Genotypes and phenotypes of 162 families with a glomulin mutation

Abstract

A decade ago, we identified a novel gene, glomulin (GLMN) in which mutations cause glomuvenous malformations (GVMs). GVMs are bluish-purple cutaneous vascular lesions with characteristic glomus cells in the walls of distended venous channels. The discovery of the genetic basis for GVMs allowed the definition of clinical features to distinguish GVMs from other venous anomalies. The variation in phenotype was also highlighted: from a single punctate blue dot to a large plaque-like lesion. In this study, we screened GLMN in a large cohort of patients to broaden the spectrum of mutations, define their frequency and search for possible genotype-phenotype correlations. Taking into account 6 families published by others, a mutation in GLMN has been found in 162 families. This represents 40 different mutations; the most frequent one being present in almost 45% of them. Expressivity varies largely, without a genotype/phenotype relationship. Among 381 individuals with a mutation, we discovered 37 unaffected carriers, implying a penetrance of 90%. As nonpenetrant individuals may transmit the disease to their descendants, knowledge on the mutational status is needed for appropriate genetic counseling.

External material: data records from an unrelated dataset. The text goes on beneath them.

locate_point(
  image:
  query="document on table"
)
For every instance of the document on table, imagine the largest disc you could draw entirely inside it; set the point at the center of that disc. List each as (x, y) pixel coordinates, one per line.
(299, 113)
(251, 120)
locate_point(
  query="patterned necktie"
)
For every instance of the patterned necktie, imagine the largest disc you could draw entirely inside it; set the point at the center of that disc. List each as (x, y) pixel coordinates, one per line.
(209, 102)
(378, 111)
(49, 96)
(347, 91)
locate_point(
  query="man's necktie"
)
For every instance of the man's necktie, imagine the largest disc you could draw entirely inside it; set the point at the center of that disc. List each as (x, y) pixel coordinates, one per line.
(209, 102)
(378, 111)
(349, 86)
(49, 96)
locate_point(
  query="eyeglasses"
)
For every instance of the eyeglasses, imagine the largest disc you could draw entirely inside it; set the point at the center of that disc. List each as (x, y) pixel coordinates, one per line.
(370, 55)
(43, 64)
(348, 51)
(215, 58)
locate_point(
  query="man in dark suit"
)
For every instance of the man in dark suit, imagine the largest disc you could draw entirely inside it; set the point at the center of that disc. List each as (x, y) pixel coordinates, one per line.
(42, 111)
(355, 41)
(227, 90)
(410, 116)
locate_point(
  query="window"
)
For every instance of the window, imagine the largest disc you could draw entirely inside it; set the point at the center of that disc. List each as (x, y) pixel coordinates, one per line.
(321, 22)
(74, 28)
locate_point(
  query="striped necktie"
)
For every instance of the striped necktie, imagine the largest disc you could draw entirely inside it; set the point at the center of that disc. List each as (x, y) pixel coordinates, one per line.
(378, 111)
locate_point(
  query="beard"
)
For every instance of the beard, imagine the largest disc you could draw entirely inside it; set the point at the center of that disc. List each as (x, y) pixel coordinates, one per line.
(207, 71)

Keywords: Anomaly; Gene; Glomulin; Glomuvenous malformation; Vascular.

Fig. 1

A Representative GVM family with mutation in glomulin (c.107dup), illustrating autosomal dominant inheritance with reduced penetrance (individuals 4, 51 and 52, unaffected carriers) and phenotypic variability. Most lesions are small and nodular (Blo-3, lower eyelid; Blo-5, left thigh; Blo-8, left arm; Blo-31, right elbow; and Blo-80, back). Blo-810 with large plaque-like lesion on back. Tested individuals numbered. Small horizontal bar = Clinically examined; black symbol = affected individual; dotted symbol = carrier. Adapted from Brouillard et al. [2008], with permission of Oxford University Press, USA. B-E Typical histology of GVM. B Hematoxylin-eosin-stained section at 40× magnification: dilated venous channels and normal overlying skin. C, D 100× and 200× magnifications demonstrate rounded glomus cells (arrows). E CD31 staining at 200×; normal endothelial cell layer (arrowheads). F-H Patients with GLMN mutation initially diagnosed as VM or VMCM.

Fig. 2

GLMN mutations. A Gene with shared mutations (top) and private ones (below). Red = Direct stop codon; black = frameshift leading to premature truncation; green = splice-site alteration; purple = deletion of asparagine 393. B Frequency of mutations in 162 families. Private mutations only identified in one index case or family. C Proportion of the different mutations.